EDIT: Here is my attempt (with help from the comments thus far) that is very slow (inefficient) in achieving the task at hand. Any suggestions as to improvements to this?
f <- function(x) {matches <- lapply(levels(x), agrep, x=levels(x),fixed=TRUE, value=FALSE)
levels(x) <- levels(x)[unlist(lapply(matches, function(x) x[1]))]
x
}
temp <- tapply(df$candidate, df$citycode, f, simplify=TRUE)
df$candidatenew <- unlist(temp)
df$spellerror <- ifelse(as.character(df$candidate)==as.character(df$candidatenew), 0, 1)
EDIT 2: Now running at good speed. Problem was the comparison to many factors at every step (Thanks for pointing that out, Blue Magister). Reducing the comparison to only the candidates in one group (i.e. a city) runs the command in 5 seconds for 80,000 lines - a speed I can live with.
df$candidate <- as.character(df$candidate)
f <- function(x) {x <- as.factor(x)
matches <- lapply(levels(x), agrep, x=levels(x),fixed=TRUE, value=FALSE)
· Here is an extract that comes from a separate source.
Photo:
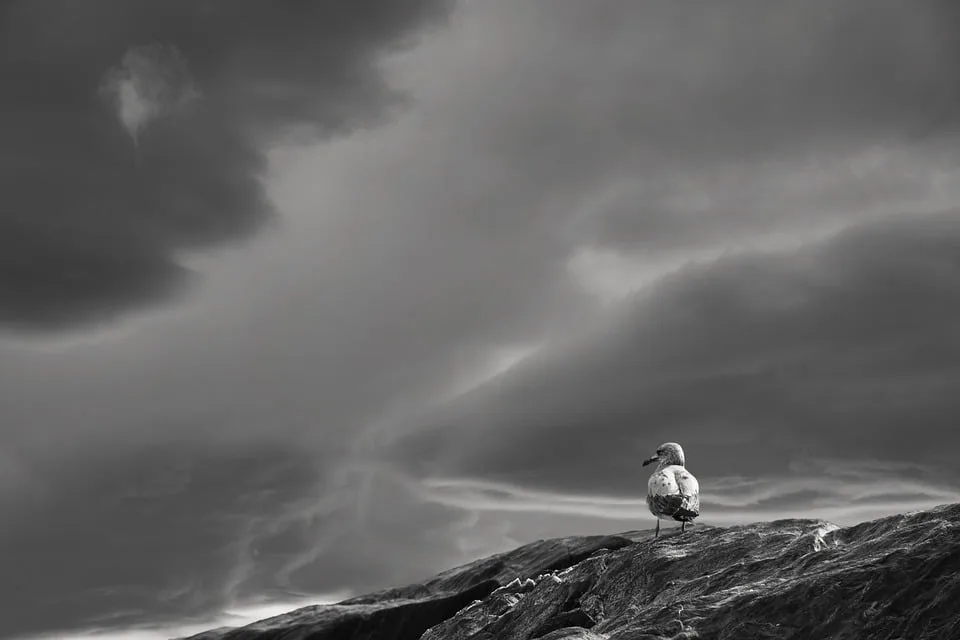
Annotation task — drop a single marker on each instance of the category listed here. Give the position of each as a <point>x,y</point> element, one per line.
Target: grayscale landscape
<point>304,301</point>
levels(x) <- levels(x)[unlist(lapply(matches, function(x) x[1]))]
as.character(x)
}
temp <- tapply(df$candidate, df$citycode, f, simplify=TRUE)
df$candidatenew <- unlist(temp)
df$spellerror <- ifelse(as.character(df$candidate)==as.character(df$candidatenew), 0, 1)
Here's my shot at it. It's probably not very efficient, but I think it will get the job done. I assume that df$candidates is of class factor.
#fuzzy matches candidate names to other candidate names
#compares each pair of names only once
##by looking at names that have a greater index
matches <- unlist(lapply(1:(length(levels(df[["candidate"]]))-1),
function(x) {max(x,x + agrep(
pattern=levels(df[["candidate"]])[x],
x=levels(df[["candidate"]])[-seq_len(x)]
))}
))
#assigns new levels (omits the last level because that doesn't change)
levels(df[["candidate"]])[-length(levels(df[["candidate"]]))] <-
levels(df[["candidate"]])[matches]
Ok, given that the focus is on the efficiency, I'd suggest the following.
First, note that in order of efficiency from first principles we could predict that exact matching will be much faster than grep which will be faster than fuzzy grep. So exact match, then fuzzy grep for the remaining observations.
Second, vectorize and avoid loops. The apply commands aren't necessarily faster, so stick to native vectorization if you can. All the grep commands are natively vectorized, but it's going to be hard to avoid a *ply or loop to compare each element to the vector of others to match to.
Third, use outside information to narrow the problem down. Do fuzzy matching on names only within each city or state, which will dramatically reduce the number of comparisons which must be made, for instance.
You can combine the first and third principles: You might even try exact matching on the first character of each string, then fuzzy matching within that.